On Friday and Saturday morning, I participated in a small academic conference on youth civic engagement. My colleagues were mostly psychologists. We sat around a seminar table in a slightly beat-up room high in a skyscraper that belongs to Fordham University. One of our characteristic ways of communicating was to respond favorably to the previous speaker's remarks, adding: "So-and-so from Harvard--or Indiana, or Loyola--has done work on that." Or: "There was a piece about that in ADS in the early nineties." Or: "MTF data show that trend." Because everyone was an empiricist, the norm was to ground claims in facts and statistics. Yet the participants shared strong, implicit moral commitments: to the dignity and value of political participation, the need for equality and justice, and the positive potential of young Americans. Therefore, much of the evidence came from evaluations of highly idealistic programs that were relatively small. The real message was how much young people could achieve if big institutions invested in them.

iThen, on Saturday evening, I joined the Newspaper Association of America (NAA) conference at Tavern on the Green in Central Park. This was a big institution with funds to invest. The participants were American media executives: prosperous, confident, good-humored and jocular. It was like an Ivy League alumni reunion, albeit with more women that you would see if the Princeton class of '65 reconvened. I was served an enormous piece of beef while speakers stood to roast one another.

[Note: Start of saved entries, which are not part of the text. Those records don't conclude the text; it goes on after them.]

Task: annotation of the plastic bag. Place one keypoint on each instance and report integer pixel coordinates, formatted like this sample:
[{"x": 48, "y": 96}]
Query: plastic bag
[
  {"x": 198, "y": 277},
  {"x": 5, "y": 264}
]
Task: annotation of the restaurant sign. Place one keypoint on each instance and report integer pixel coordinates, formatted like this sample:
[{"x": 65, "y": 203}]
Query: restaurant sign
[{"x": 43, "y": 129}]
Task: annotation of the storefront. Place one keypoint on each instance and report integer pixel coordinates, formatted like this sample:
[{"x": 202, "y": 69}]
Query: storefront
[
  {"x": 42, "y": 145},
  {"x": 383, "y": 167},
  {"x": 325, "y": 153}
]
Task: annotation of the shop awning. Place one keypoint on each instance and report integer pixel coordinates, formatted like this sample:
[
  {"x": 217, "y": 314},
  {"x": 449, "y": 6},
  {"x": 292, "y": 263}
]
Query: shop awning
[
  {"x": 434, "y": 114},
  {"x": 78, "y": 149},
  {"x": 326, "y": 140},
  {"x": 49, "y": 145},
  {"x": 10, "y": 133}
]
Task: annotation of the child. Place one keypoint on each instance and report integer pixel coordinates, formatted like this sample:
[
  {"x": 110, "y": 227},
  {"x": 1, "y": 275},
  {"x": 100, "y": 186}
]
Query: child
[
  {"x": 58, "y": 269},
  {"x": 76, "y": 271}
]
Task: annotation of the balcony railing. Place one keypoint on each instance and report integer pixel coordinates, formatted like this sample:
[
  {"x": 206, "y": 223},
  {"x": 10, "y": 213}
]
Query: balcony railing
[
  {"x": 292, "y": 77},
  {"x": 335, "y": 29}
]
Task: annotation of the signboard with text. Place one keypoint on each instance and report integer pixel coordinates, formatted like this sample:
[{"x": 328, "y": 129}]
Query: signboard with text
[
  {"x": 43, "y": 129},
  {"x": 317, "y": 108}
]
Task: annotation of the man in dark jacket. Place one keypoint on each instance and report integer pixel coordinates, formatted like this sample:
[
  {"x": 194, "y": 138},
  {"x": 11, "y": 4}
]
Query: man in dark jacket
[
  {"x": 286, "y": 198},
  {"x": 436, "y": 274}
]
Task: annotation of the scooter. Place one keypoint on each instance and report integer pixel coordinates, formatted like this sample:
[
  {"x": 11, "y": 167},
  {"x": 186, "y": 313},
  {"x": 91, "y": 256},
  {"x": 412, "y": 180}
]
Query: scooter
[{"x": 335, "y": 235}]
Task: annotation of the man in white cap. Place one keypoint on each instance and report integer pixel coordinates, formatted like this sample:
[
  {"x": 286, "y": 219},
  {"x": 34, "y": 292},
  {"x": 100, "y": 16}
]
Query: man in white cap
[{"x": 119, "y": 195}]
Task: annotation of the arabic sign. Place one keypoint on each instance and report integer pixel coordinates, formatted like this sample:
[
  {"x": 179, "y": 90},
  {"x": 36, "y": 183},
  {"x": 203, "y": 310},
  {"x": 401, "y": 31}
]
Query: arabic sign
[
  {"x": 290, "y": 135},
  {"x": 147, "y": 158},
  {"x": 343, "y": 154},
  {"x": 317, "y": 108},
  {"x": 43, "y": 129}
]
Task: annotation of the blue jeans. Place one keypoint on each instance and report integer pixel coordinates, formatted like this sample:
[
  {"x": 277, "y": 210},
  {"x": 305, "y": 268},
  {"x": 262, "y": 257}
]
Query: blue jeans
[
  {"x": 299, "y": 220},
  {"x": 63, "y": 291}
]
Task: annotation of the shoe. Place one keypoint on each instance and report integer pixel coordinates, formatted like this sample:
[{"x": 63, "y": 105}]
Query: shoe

The next day, as a trustee of the NAA's Foundation, I heard a presentation on youth. The speaker was a market researcher, and his objective was to help newspapers reach young consumers. This is a worthy goal, because we know that newspaper readers are much more active in politics and community affairs. Of course, the motives of the newspaper executives are pecuniary, but that is fine: they could achieve public benefits by investing in young readers

The presenter sounded like a motivational speaker. ("Folks, you're going to have to reach them where they are.") He had six main ideas about young Americans, and each one had its own, professionally designed logo that flashed on the screen. (For instance: "autono-ME" meant the strong desire of young consumers to customize their products.) These aspects of the presentation certainly put me off, but it was quite insightful and based on statistical evidence. It was also rather disturbing, since a picture emerged of young people who are tremendously skillful at finding entertainment that has little public or intellectual or spiritual value. My only doubt about the factual claims in the presentation concerned the future. Generations develop over time. The same people who wore dashikis and love beads in 1968 had been Eisenhower-era suburban kids in 1958. So there is always the possibility that today's teens will rebel or shift dramatically--especially if they encounter passionate arguments like those I heard on Thursday or excellent programs like those discussed on Friday and Saturday.

It's a facile conclusion, but I'll write it anyway. We must somehow combine the political commitment and groundedness of the State Department's visitors with the idealism and empirical rigor of the developmental psychologists and the economic muscle and realism of the media industry.